Most of the paintings are oil on canvas, but some are sketches from Hogin’s personal notebooks and watercolors on paper.

Hogin says her works primarily consist of “allegorical paintings of mutant plants and animals in languishing, overgrown settings or posed as though for classical still life or portraiture.”

Hogin’s paintings are fascinating, evoking memories of Henri Rousseau – leafy greenery and subjects nearly phosphorescent in color and brightness.

HSU sophomore Kelsey Briscoe, 20, agrees.

“These paintings are super interesting,” Briscoe said in front of Hogin’s painting “Sugar Trilogy I: Tricks,” which depicts a rather murderous blood-soaked bunny seated in front of an Easter candy. “This is definitely some commentary on capitalism and that sort of ‘Hallmark-holiday-card’ consumerism.”

HSU junior Logan Clark stopped by to check out the exhibit on a whim and was pleasantly surprised by the display.
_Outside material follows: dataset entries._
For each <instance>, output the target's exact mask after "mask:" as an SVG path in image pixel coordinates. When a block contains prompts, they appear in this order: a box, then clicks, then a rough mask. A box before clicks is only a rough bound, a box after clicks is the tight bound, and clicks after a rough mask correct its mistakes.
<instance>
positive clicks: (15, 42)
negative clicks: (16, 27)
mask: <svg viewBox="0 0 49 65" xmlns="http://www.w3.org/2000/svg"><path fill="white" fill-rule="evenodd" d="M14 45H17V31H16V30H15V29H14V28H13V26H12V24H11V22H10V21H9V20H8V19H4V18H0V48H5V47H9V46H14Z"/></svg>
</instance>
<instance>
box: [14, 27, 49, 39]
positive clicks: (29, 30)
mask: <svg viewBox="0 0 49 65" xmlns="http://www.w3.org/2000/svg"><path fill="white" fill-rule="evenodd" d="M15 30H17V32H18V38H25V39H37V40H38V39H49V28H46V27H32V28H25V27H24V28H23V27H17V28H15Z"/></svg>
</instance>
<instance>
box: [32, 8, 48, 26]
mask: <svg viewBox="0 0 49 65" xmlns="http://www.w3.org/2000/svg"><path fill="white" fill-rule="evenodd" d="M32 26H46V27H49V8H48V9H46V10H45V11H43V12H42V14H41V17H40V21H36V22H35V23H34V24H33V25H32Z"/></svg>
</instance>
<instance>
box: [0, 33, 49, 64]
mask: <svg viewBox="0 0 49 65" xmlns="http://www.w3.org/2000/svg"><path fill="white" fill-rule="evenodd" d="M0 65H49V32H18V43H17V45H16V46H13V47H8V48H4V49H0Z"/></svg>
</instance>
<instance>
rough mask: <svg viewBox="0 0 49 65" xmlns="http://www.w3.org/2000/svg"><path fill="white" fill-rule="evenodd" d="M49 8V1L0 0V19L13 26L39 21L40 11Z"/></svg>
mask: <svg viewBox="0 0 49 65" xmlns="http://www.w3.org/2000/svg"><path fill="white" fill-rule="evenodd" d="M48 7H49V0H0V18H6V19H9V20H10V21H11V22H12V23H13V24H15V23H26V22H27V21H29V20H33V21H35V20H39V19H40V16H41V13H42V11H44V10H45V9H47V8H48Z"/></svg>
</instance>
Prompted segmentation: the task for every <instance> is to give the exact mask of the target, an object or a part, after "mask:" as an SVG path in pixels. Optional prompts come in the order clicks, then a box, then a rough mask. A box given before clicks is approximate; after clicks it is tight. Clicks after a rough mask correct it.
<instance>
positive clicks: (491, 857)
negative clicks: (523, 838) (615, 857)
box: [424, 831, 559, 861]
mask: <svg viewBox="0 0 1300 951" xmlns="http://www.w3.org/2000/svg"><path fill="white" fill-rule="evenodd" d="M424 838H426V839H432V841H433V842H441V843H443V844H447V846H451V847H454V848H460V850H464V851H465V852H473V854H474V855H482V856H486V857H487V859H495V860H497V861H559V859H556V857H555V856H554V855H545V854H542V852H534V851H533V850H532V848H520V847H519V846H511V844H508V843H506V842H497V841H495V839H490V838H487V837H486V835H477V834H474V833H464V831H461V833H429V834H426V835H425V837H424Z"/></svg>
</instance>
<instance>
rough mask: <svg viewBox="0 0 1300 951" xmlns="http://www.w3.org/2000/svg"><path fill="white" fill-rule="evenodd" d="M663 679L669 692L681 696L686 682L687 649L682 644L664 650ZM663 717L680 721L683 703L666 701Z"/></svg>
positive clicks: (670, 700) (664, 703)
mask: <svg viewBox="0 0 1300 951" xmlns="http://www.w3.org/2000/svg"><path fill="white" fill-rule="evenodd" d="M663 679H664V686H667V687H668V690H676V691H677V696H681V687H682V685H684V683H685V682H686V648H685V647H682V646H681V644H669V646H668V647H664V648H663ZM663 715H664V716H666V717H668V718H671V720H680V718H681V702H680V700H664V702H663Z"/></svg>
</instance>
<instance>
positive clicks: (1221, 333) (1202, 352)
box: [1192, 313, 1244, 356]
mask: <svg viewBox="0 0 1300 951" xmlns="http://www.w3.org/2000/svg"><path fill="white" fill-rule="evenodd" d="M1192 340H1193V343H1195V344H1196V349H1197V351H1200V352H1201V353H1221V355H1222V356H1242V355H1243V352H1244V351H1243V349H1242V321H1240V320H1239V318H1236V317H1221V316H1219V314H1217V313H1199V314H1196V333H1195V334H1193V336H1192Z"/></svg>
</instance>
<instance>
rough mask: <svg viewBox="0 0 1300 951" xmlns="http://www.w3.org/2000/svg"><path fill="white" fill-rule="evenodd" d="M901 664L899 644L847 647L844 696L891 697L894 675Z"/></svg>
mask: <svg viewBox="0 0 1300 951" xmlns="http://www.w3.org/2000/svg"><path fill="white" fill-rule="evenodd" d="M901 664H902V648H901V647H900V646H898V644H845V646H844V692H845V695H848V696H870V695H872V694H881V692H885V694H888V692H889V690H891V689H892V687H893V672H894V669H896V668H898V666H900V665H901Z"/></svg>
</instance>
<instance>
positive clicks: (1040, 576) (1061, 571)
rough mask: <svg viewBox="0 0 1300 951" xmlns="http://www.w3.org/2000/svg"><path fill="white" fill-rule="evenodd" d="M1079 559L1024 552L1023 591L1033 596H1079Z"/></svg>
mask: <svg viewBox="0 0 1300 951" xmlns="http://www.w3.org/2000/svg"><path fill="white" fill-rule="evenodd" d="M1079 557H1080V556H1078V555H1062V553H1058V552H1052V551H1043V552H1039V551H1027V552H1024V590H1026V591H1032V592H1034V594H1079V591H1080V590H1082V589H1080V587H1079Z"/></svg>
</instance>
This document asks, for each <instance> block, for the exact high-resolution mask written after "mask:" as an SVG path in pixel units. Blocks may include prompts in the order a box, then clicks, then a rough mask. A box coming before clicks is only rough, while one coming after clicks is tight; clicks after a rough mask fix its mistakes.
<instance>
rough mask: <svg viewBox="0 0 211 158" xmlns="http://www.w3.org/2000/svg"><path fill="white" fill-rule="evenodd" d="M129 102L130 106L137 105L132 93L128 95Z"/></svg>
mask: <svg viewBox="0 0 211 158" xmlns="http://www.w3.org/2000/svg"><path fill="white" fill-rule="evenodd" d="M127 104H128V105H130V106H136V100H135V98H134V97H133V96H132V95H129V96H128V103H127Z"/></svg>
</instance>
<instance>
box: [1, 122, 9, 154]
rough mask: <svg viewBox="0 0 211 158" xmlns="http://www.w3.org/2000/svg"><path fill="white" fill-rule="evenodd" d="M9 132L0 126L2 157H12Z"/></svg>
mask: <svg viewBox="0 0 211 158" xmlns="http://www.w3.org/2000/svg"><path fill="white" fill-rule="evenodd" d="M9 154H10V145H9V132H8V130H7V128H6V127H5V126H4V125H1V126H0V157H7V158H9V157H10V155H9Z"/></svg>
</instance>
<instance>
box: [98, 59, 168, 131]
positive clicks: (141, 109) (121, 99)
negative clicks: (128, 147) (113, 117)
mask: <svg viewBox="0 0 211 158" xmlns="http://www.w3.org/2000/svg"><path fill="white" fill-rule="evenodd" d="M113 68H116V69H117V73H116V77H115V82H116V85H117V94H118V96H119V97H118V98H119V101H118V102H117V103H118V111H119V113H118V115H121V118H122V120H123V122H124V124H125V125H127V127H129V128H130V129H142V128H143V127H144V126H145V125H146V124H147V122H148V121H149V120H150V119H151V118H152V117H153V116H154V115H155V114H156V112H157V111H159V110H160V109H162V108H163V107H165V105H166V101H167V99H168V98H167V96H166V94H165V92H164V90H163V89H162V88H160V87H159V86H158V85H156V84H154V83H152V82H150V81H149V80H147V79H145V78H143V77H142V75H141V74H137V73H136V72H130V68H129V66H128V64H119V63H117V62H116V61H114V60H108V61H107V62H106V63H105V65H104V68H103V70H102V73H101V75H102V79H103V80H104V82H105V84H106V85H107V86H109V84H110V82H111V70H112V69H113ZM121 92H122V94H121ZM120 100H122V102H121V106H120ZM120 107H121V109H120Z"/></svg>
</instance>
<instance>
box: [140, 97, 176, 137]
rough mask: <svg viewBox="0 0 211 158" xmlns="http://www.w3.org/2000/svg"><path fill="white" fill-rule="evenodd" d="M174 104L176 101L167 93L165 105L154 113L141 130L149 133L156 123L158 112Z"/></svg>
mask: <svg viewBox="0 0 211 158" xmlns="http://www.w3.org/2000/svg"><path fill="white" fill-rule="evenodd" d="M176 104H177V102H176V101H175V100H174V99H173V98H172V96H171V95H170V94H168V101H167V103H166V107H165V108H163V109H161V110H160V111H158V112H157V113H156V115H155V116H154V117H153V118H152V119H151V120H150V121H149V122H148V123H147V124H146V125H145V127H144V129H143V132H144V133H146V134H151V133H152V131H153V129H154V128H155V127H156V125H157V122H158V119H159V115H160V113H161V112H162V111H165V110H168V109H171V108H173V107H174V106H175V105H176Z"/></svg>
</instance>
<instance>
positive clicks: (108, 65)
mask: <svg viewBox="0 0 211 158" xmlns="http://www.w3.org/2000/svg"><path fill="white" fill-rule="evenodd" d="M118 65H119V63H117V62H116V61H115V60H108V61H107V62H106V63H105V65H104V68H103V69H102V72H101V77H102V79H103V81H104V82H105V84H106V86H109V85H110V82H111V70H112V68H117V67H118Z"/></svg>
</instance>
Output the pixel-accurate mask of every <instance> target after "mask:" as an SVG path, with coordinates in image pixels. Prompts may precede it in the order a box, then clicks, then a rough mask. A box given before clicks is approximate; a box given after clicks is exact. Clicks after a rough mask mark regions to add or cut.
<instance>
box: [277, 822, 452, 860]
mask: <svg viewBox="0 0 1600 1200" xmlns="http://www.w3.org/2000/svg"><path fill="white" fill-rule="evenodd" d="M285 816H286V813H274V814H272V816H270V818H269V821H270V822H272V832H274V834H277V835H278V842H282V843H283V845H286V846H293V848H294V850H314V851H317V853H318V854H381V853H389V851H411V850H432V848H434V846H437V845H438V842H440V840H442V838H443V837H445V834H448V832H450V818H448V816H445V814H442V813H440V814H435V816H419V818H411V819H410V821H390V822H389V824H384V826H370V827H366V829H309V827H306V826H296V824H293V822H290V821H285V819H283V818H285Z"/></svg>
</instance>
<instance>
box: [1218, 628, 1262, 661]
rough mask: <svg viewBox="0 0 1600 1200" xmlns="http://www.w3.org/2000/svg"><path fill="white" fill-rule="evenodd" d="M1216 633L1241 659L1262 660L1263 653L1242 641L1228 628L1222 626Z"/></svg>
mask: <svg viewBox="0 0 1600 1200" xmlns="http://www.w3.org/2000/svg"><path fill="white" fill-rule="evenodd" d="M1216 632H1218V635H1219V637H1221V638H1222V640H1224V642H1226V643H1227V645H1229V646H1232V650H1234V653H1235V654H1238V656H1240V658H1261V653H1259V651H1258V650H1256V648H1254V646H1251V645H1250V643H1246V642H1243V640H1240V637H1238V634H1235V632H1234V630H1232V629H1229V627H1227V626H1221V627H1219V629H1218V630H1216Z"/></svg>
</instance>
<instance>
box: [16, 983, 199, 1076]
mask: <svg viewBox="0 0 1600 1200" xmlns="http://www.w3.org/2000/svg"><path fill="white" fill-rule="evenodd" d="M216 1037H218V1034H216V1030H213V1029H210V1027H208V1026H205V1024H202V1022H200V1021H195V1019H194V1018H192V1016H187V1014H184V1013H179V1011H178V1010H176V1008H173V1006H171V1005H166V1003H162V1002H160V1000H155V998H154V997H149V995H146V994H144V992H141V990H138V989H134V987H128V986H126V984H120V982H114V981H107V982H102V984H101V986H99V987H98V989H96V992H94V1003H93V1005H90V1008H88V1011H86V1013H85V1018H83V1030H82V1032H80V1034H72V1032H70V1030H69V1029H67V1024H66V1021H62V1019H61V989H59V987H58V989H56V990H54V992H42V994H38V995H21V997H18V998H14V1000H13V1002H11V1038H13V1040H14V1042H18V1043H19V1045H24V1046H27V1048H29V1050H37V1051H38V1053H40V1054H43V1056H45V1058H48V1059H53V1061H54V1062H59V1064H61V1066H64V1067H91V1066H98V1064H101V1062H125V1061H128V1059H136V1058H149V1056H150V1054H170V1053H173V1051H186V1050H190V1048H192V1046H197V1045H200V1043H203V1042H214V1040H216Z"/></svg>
Looking at “Echo Turnpike,” a painting that depicts several formidable tangerine crocodiles in front of the wreckage of a turnpike, “All the subjects of her paintings tend to be bright, while the background is monochromatic or even dull,” Clark said. “She seems to really focus on one main thing.”

Visitors also have the opportunity to utilize skills demonstrated to them through HSU’s art department. Patricia Ely, a 19-year-old sophomore at HSU visited the gallery during her 20th century art class.

“It’s crazy being in here and seeing actual parallels in this artwork and what I’m currently learning about,” Ely said. “I feel like this is all really familiar to me.”

The exhibition to Hogin’s works is located at the Reese Bullen Gallery (Art B, room 101) until March 31.